Author : Claude Delaval Cobham
Publisher :
Page : 68 pages
File Size : 35,70 MB
Release : 1900
Category : Cyprus
ISBN :
Author :
Publisher :
Page : 708 pages
File Size : 22,8 MB
Release : 1893
Category : Science
ISBN :
Vols. for 1870/72-1926 include: Proceedings, and: List of members of the academy.

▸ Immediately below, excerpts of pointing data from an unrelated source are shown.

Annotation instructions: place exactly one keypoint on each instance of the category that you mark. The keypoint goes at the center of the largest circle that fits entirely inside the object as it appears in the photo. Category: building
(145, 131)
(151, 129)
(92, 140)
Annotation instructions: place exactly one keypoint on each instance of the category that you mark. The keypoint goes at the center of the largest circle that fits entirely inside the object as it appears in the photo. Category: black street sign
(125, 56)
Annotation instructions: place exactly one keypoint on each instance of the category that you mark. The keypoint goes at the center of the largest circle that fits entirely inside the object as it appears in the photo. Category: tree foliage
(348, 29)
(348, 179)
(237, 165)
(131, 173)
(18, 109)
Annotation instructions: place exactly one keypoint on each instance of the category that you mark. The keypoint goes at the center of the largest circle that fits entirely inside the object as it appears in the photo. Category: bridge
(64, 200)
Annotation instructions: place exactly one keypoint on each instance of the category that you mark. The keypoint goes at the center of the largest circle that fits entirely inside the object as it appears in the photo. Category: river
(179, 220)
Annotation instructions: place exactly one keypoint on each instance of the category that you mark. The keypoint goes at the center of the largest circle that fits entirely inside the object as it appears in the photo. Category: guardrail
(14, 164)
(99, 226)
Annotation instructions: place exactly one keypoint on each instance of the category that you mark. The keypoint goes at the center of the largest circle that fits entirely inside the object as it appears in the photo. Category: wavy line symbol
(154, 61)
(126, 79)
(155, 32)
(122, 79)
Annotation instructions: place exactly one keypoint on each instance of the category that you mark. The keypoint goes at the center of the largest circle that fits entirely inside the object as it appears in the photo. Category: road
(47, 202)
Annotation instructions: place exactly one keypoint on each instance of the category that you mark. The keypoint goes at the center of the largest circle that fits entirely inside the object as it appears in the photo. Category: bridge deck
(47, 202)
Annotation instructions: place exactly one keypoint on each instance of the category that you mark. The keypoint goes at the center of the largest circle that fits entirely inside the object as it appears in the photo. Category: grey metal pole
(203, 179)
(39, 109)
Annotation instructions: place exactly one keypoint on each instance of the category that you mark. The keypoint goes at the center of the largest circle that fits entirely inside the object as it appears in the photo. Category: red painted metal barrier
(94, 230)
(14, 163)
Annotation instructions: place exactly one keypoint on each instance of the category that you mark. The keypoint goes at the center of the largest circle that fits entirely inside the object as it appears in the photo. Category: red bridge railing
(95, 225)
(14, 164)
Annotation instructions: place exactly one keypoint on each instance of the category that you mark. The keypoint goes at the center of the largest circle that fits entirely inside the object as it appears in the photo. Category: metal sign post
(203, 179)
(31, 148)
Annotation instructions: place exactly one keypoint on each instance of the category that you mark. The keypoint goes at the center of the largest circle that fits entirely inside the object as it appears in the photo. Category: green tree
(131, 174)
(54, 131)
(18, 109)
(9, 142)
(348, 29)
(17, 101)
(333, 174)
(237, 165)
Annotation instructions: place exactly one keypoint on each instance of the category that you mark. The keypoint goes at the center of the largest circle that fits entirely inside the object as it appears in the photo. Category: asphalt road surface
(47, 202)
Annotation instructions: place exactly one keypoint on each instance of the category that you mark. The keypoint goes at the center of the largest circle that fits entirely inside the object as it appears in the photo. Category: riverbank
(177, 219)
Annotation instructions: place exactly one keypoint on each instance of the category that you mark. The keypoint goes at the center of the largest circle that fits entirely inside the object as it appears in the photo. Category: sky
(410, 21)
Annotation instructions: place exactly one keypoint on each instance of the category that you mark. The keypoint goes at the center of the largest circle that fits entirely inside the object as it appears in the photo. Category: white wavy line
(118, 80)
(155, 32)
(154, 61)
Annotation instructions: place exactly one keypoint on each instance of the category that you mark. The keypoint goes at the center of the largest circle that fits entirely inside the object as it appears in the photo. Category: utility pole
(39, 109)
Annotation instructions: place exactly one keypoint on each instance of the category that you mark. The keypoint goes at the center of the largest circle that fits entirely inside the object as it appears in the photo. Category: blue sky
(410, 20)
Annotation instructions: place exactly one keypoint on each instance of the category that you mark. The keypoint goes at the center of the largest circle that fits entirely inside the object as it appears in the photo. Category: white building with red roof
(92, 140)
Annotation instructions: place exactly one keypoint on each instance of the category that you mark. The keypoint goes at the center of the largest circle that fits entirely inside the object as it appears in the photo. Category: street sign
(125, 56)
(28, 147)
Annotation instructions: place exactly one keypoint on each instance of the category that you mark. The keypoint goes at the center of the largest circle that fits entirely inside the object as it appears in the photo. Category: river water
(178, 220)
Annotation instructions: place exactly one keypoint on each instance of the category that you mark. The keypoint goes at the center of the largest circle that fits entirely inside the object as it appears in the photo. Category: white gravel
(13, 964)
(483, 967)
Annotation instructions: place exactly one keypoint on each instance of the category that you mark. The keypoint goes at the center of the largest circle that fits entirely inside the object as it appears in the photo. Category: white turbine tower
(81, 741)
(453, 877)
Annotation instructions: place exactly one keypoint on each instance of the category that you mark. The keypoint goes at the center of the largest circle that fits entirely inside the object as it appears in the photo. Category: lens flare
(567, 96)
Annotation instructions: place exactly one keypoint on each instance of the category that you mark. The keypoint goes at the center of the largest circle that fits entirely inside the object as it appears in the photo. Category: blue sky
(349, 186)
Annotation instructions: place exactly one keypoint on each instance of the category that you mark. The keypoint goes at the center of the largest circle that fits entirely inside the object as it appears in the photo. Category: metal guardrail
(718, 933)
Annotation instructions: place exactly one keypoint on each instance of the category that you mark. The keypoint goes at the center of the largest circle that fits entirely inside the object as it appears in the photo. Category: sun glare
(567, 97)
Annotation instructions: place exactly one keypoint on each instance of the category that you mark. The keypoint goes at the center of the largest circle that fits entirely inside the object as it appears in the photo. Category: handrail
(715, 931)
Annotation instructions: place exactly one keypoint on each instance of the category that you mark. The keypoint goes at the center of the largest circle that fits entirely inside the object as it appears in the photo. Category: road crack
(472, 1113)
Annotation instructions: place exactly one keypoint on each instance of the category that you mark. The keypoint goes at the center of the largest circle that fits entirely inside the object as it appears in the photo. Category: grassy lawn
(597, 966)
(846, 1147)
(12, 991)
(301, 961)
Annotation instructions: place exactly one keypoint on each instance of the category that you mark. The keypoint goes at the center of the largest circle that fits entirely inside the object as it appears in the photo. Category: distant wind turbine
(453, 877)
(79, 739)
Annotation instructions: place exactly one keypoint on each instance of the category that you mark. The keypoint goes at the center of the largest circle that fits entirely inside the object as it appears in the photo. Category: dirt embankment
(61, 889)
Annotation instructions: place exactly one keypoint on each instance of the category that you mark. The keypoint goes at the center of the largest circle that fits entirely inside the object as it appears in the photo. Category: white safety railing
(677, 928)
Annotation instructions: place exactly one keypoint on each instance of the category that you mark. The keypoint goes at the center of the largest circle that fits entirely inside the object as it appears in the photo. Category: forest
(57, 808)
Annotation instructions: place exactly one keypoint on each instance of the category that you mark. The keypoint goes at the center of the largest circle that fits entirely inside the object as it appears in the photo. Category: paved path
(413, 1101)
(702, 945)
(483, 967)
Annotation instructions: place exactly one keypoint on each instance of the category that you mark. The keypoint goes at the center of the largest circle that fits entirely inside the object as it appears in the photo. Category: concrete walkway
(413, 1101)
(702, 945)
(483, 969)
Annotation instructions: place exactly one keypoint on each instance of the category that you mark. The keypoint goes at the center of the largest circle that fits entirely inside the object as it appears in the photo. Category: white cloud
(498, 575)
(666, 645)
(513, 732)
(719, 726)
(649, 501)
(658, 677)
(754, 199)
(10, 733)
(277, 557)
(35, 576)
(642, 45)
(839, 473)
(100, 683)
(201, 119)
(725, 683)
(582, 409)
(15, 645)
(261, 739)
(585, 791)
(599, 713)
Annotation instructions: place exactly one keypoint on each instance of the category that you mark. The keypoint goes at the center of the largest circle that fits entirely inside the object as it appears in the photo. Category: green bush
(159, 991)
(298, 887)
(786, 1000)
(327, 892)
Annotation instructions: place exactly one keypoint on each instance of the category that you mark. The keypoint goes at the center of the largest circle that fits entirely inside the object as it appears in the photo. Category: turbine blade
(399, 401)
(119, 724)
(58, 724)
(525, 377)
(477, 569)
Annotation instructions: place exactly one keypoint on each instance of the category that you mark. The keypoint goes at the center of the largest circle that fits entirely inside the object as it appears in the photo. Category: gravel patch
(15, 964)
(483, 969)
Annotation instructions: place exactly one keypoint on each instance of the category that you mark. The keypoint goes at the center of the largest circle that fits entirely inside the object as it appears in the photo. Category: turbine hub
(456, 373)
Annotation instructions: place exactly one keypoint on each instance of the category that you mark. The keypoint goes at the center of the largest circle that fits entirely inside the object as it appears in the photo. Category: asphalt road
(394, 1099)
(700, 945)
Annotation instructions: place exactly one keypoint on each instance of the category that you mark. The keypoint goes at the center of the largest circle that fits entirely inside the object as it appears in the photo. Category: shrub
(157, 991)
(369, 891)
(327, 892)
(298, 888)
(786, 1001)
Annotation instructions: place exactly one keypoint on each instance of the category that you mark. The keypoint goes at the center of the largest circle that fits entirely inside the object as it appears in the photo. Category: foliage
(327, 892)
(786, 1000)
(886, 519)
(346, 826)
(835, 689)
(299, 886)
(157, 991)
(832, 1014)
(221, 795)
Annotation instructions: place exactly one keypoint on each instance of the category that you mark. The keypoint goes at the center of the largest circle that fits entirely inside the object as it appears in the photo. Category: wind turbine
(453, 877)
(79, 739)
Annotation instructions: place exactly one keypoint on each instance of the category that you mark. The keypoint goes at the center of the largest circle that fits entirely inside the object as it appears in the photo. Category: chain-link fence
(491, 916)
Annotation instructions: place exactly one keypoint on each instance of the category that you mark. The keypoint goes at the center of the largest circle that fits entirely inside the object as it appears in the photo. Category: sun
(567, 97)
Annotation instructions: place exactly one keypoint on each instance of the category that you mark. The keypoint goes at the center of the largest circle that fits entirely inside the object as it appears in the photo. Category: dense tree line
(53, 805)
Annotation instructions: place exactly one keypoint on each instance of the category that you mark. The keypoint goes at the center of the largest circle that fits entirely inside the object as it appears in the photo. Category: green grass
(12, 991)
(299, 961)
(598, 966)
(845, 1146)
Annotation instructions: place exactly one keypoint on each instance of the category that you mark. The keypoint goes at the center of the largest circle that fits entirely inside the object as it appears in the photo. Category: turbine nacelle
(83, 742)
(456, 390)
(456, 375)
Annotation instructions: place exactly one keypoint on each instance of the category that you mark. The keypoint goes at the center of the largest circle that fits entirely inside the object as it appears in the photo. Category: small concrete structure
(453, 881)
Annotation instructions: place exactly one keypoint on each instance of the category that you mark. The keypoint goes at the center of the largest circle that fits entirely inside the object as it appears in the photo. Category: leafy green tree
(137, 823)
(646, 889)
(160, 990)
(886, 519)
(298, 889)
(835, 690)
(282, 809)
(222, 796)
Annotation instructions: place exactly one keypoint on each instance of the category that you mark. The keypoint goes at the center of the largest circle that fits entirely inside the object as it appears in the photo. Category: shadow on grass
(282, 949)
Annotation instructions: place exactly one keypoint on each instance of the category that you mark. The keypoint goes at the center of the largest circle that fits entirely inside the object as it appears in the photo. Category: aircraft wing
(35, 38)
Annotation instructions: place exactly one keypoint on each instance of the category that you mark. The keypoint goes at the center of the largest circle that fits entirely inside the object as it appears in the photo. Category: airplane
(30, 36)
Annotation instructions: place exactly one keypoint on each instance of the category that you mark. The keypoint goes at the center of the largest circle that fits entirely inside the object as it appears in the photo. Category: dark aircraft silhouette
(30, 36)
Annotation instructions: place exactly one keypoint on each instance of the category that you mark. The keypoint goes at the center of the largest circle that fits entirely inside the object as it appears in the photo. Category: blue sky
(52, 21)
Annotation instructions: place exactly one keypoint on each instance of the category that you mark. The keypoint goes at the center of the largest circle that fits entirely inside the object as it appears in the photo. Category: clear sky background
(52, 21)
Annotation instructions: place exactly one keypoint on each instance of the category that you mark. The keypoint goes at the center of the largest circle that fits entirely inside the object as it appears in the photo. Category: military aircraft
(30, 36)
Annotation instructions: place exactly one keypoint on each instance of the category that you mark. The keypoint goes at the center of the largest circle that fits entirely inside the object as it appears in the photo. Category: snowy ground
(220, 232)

Author : Carolina López-Ruiz
Publisher : Harvard University Press
Page : 441 pages
File Size : 14,82 MB
Release : 2022-01-04
Category : History
ISBN : 0674269950
“An important new book...offers a powerful call for historians of the ancient Mediterranean to consider their implicit biases in writing ancient history and it provides an example of how more inclusive histories may be written.” —Denise Demetriou, New England Classical Journal “With a light touch and a masterful command of the literature, López-Ruiz replaces old ideas with a subtle and more accurate account of the extensive cross-cultural exchange patterns and economy driven by the Phoenician trade networks that ‘re-wired’ the Mediterranean world. A must read.” —J. G. Manning, author of The Open Sea “[A] substantial and important contribution...to the ancient history of the Mediterranean. López-Ruiz’s work does justice to the Phoenicians’ role in shaping Mediterranean culture by providing rational and factual argumentation and by setting the record straight.” —Hélène Sader, Bryn Mawr Classical Review Imagine you are a traveler sailing to the major cities around the Mediterranean in 750 BC. You would notice a remarkable similarity in the dress, alphabet, consumer goods, and gods from Gibraltar to Tyre. This was not the Greek world—it was the Phoenician. Propelled by technological advancements of a kind unseen since the Neolithic revolution, Phoenicians knit together diverse Mediterranean societies, fostering a literate and sophisticated urban elite sharing common cultural, economic, and aesthetic modes. Following the trail of the Phoenicians from the Levant to the Atlantic coast of Iberia, Carolina López-Ruiz offers the first comprehensive study of the cultural exchange that transformed the Mediterranean in the eighth and seventh centuries BC. Greeks, Etruscans, Sardinians, Iberians, and others adopted a Levantine-inflected way of life, as they aspired to emulate Near Eastern civilizations. López-Ruiz explores these many inheritances, from sphinxes and hieratic statues to ivories, metalwork, volute capitals, inscriptions, and Ashtart iconography. Meticulously documented and boldly argued, Phoenicians and the Making of the Mediterranean revises the Hellenocentric model of the ancient world and restores from obscurity the true role of Near Eastern societies in the history of early civilizations.